Deze reiniging houdt ook verband met wat Jezus zeide bij de „voetwassing” in de paaszaal tot Petrus: „Die gewassen is, heeft niet van node dan de voeten te wassen, maar is geheel rein.” Het gaat hier niet over de hoeveelheid van water, omdat het afbeeldend is. Dat geldt ook van het water bij onze doop.

Zo is het reinigend water rijke afschaduwing van het reinigend en heiligend werk van de Heilige Geest!
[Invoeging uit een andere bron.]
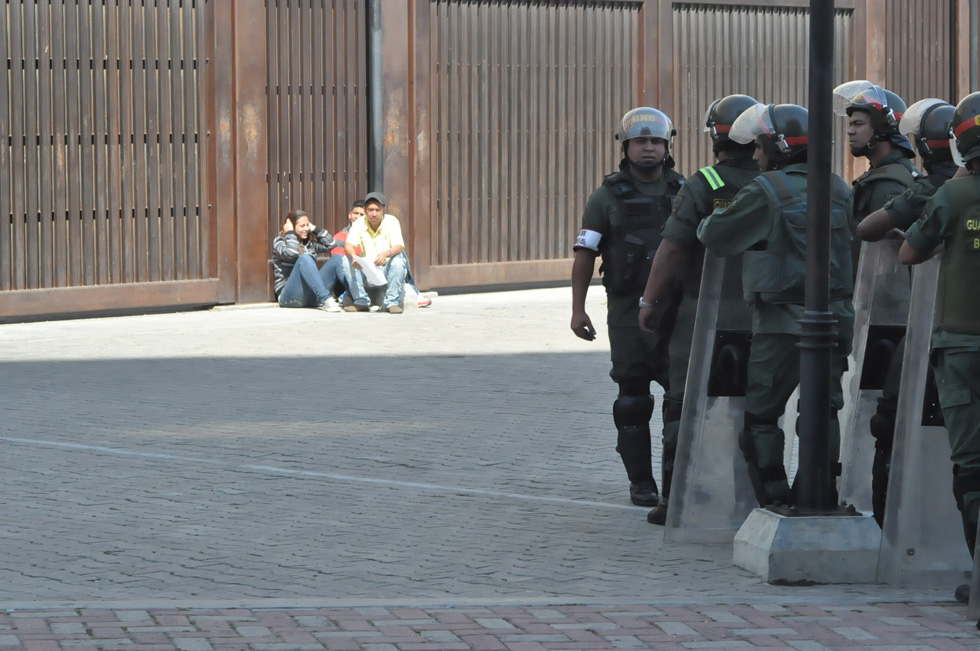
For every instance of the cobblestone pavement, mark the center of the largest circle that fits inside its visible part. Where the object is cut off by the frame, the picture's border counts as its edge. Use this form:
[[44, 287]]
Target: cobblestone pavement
[[265, 478]]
Zowel in de wedergeboorte als van de „dagelijkse” reiniging.

Helaas, wat is de oorzaak, dat Gods kind vaak zo donker gesteld is, dat het zo weinig van die kostelijke beleving heeft?

Zou het niet hièrdoor zijn, dat het zo weinig gebruik maakt van het wasvat! En het is toch ook een „priesterlijk volk”.

Maar nu is het water van het koperen wasvat ook een profetische heenwijzing naar de nieuwe tempel, zoals Ezechiël deze in een visioen zag vanuit Babel.

Hij zag, dat vanonder de dorpel van het Huis des Heeren aan de Oostzijde water sijpelde, hetwelk een steeds bredere en diepere rivier werd, aan beide zijden van haar oevers vruchtbaar geboomte. Dat water vanonder de dorpel komend, liep binnen aan de rechterzijde van het altaar, zo lezen we in Ezechiël 47 : 1.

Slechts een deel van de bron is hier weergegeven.